Entores Ltd v Miles Far East Corporation
Court of Appeal
Citations:  2 QB 327;  3 WLR 48;  2 All ER 493;  1 Lloyd’s Rep 511; (1955) 99 SJ 384;  CLY 441.
The claimant was a London-based company. They contacted the defendant’s agents in the Netherlands by Telex and offered to buy a number of copper cathodes. The defendant’s agents responded by Telex accepting the offer.
The claimant later alleged that the defendant had breached the contract. They sought permission from the English courts to serve their claim out of the jurisdiction. To get permission, they had to show that the contract was formed in London. The defendant claimed that the postal rule applied to this case. If so, this meant that their acceptance was valid the moment it was sent in the Netherlands. Accordingly, the contract was formed in the Netherlands.
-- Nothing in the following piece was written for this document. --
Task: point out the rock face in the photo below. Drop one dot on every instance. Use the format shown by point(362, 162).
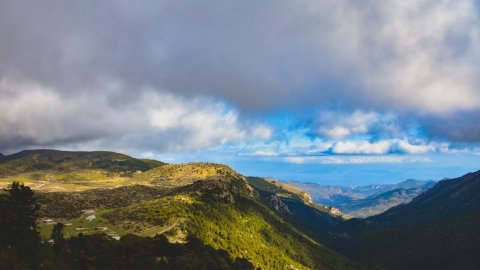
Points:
point(275, 202)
- When did the defendant’s acceptance complete the contract?
The Court of Appeal held in favour of the claimant. This was not a case where the postal rule applied. The defendant had to actually communicate their acceptance to the claimant. Since the claimant was in London when they received the acceptance, the contract was formed in London. The court therefore granted permission to serve outside the jurisdiction.
This Case is Authority For…
The postal rule only applies to letters sent by traditional post. The normal rule is that the offeree must actually communicate their acceptance to the offeror. This normal rule applies in cases involving instantaneous forms of communication like Telex.
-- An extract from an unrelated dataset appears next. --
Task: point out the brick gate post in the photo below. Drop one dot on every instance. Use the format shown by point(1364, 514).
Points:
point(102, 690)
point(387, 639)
Parker LJ noted that there is an exception to the rule that acceptances must be communicated to the offeror where the offeror has waived the need for communication. This, he said, is common in unilateral offer cases. In those cases, the offeror usually waives the need for communication in favour of the offeree performing some task.
Denning LJ explained that if parties negotiate in person or by phone, and something happens such that the offeror cannot hear the acceptance (eg a plane flies by or the phone line goes dead), that acceptance does not count as being communicated. As such, there is no contract. However, he speculated that if it is the offeror’s own fault that he does not perceive the acceptance, then the acceptance is communicated and there is a contract.
So, for example, if the offeree sent an acceptance by fax and it is recorded on the machine, the defendant cannot say that there is no contract just because his fax machine had no ink and did not print the message out.
The rule is likely that an acceptance must be communicated to the offeror in a form which he is capable of perceiving or accessing. If this is done, then it does not matter that the offeror never gets around to perceiving or accessing it.